Many of us will have fond memories of music from when we were young. A favorite pastime was to make mix-tapes by recording songs from a friend’s cassette or straight off the radio. Sometimes a personalized playlist for a friend or loved one was considered more special than just a bought album, each song chosen carefully and for a reason. While those days are long gone, Korean startup Muzalive wants to revive the sharing of music collections by creating an online platform which makes music more social.
Muzalive was founded in mid-2011 by entrepreneur Sungkyu Lee after feeling that while already there were many music sites which offered a number of functions, a lot of them didn’t focus on playlists.
“There isn’t much focus on playlists, sharing and producing itself. That’s because the services aren’t specifically designed for that.”
Muzalive is currently developing its platform Muzrang, which will allow users to create and share playlists with other users. Late last month a draft of the platform was finally released which shows interaction around various playlists and feed functions to view the playlists of your friends. The company has focused largely on the UI to create a user friendly and fun environment.
The company recently opened a part of the site named Muzrang Chart which uses its “Alive-rank” algorithm to curate a playlist of Korean artists using real time statistics from 30 sources including YouTube, Twitter, Facebook, and Me2day. The system does not simply calculate views but also the amount of likes and times a certain artist is mentioned in Facebook posts and YouTube comments. With a simple interface, users are able to view video clips within the site as well as statistics of the clips themselves.
While many other music charts use sales numbers and new songs, in Asia sometimes they are criticized as ‘idol charts’. Using these real statistics and as listeners express their interest in certain groups, it means that indie bands — which are rarely considered in mainstream music charts and often seen as “underground” in Korea have a chance to showcase their music.

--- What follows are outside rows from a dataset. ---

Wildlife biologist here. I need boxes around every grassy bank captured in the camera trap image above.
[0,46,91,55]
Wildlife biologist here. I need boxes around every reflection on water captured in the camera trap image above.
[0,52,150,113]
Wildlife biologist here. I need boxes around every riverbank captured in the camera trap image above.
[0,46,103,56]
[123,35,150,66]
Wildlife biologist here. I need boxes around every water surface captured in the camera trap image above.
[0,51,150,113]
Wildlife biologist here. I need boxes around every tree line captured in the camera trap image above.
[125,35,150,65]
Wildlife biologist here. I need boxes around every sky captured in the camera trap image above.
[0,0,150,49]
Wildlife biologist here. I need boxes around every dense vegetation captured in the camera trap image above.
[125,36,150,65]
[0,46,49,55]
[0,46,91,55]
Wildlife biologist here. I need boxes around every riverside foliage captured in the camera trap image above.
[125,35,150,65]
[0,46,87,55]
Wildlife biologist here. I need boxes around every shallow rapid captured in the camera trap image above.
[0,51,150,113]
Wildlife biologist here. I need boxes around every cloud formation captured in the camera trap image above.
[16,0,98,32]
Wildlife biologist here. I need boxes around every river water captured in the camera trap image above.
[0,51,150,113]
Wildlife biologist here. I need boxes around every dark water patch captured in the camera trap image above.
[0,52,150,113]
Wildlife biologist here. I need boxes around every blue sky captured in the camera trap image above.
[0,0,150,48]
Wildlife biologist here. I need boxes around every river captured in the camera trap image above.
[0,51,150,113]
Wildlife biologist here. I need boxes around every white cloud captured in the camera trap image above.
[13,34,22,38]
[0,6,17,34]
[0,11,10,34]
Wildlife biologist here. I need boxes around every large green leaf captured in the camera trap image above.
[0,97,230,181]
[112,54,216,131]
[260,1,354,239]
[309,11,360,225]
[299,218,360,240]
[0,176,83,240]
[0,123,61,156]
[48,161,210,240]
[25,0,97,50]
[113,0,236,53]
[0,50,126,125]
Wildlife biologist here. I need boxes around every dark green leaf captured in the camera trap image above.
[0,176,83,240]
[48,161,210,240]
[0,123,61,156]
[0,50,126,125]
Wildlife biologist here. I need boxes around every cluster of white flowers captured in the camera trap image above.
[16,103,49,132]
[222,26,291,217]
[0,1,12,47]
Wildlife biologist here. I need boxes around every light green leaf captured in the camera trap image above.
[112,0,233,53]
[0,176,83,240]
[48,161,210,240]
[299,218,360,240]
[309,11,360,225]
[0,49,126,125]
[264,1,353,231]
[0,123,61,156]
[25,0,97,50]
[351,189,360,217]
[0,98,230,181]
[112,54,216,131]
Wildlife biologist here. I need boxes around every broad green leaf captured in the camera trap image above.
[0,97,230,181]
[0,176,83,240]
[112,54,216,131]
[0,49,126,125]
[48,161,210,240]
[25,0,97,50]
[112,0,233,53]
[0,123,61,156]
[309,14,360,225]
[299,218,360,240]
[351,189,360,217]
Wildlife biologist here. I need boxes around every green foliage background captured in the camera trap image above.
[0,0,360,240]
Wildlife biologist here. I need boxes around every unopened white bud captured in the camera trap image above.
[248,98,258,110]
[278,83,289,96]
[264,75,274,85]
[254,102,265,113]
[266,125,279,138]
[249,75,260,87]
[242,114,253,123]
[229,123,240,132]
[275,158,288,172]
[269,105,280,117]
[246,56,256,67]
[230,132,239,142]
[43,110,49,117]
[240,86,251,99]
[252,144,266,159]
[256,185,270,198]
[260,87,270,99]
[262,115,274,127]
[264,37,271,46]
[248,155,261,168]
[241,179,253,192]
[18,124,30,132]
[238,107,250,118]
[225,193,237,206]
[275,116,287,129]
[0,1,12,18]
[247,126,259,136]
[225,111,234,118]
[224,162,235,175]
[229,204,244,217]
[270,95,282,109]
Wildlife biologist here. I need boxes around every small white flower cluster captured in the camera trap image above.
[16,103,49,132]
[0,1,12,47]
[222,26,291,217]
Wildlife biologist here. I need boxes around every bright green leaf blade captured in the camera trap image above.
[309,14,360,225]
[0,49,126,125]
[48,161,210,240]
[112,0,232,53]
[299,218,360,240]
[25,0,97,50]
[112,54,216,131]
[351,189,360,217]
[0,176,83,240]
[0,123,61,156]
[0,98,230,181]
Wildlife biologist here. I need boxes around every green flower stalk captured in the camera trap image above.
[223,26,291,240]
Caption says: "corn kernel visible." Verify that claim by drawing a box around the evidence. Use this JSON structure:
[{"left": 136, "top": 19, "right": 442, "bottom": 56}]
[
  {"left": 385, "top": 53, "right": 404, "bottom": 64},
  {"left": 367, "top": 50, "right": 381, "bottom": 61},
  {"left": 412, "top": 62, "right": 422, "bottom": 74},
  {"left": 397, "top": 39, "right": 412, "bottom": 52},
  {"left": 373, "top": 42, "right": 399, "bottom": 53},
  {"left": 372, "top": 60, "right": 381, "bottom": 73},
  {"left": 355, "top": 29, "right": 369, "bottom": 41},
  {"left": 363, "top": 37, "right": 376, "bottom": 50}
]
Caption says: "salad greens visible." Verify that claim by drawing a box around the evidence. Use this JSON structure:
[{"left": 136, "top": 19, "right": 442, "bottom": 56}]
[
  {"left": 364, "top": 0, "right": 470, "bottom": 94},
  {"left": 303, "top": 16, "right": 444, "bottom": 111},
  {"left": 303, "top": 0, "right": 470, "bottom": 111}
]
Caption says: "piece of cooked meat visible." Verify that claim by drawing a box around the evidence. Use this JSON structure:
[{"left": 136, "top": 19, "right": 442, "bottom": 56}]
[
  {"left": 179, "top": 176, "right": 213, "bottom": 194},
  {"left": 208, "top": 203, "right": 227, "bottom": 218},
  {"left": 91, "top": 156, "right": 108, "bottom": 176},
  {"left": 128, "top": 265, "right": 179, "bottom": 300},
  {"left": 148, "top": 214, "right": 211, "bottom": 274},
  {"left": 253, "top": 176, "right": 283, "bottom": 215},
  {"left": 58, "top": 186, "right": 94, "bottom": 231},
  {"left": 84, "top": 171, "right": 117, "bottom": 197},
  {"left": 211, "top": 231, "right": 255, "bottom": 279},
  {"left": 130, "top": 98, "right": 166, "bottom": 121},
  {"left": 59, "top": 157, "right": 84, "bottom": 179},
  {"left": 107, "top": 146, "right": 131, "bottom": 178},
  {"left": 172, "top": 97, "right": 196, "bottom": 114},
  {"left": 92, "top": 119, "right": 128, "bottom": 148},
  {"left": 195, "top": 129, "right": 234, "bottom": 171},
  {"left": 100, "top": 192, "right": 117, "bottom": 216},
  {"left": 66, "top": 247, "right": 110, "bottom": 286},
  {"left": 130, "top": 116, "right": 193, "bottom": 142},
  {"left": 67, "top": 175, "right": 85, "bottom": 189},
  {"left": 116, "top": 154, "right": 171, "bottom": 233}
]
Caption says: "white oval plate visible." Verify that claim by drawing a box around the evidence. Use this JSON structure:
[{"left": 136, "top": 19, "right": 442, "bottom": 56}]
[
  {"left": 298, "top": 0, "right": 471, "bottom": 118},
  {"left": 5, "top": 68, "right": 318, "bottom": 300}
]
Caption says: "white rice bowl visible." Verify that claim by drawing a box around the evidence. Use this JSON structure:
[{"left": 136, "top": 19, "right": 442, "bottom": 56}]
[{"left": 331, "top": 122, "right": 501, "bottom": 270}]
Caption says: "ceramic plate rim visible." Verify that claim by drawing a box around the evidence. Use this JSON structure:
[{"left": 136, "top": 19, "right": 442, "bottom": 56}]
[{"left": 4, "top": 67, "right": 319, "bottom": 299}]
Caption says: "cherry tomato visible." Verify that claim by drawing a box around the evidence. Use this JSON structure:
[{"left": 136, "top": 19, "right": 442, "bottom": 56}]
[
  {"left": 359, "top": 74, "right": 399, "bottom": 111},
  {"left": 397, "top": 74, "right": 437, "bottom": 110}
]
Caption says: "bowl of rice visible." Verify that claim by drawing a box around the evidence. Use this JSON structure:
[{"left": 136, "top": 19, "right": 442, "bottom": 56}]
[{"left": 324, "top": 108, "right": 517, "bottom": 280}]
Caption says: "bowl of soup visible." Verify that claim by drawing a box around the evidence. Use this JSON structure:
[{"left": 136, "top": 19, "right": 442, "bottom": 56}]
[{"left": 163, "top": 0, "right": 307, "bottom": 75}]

Muzrang Chart has been launched at the same time as CD sales in stores
continue to decrease and people in English speaking countries turn to
similar sites such as MTV musicmeter and Wearehunted. Taking into
consideration the rising interest in K-POP overseas, Muzrang has
initially been launched in English.
Muzalive also has plans this year to begin a mobile location based service project which would connect musicians and venues to help create a new ecosystem in which musicians can find easier ways to share their music, and network with potential partners or producers. Other plans include innovative social data analytics involving opinion mining, to analyze not just music, but also expand to other areas such as entertainment and live shows.